「昼食の準備に手を抜けない」 「共働きなのに夫が家事をしてくれない」 「子どもが勉強しない」
新型コロナウイルスが流行し始めてから1年以上。我慢の生活が続く中、家族に対してこんなイライラを感じる主婦も多いのではないだろうか。
J-CASTトレンドは、臨床心理士、公認心理師で「半蔵門心療クリニック」に勤務する古田雅明氏に取材。上手に息抜きしながら日々を過ごすコツを聞いた。
些細なことにいら立ち、ため込む
そもそもストレスは、大きく3つに分かれる。ひとつは、大地震や世界的な感染症の問題といった大きな出来事によるストレスで、新型コロナウイルスの流行がこれにあたる。次に、受験や結婚など人生でめったに経験しないライフイベントによるストレスだ。

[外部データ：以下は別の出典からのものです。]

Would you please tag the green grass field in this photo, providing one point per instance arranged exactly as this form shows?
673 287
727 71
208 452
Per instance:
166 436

そして3番目が、日常の些細ないら立ちによるストレス。「デイリーハッスルズ」(daily hassles)と呼ばれ、家族へのいら立ちはこれに分類できる。
ストレスには発散が必要となる。しかし古田氏は、コロナ禍では気分を高揚させるようなあらゆること、すなわち「デイリーアップリフツ」(daily uplifts)が制限され、こまめなストレス発散が難しいと説明する。デイリーアップリフツには、良いニュースを耳にするなど受動的な意味も含まれる。
それだけではない。本来は良い気分にしてくれるデイリーアップリフツによる刺激も、多すぎると不快な感情につながるデイリーハッスルズになることがある。たとえば、これまで家族との時間が心の癒しになっていた人であっても、在宅勤務などで常に家族が自宅にいる状態が続くと、それ自体がストレスに変わる。また、週末に映画鑑賞が楽しみだった人が、何らかの理由で毎日映画を見なければならなくなったとする。それがいつまで続くか分からない状況になれば、映画そのものがストレスに変わるイメージだ。
コロナの長期化で、これまで気にならなかった些細なことにいら立ち、それをため込む主婦が増えているのでは、と指摘する。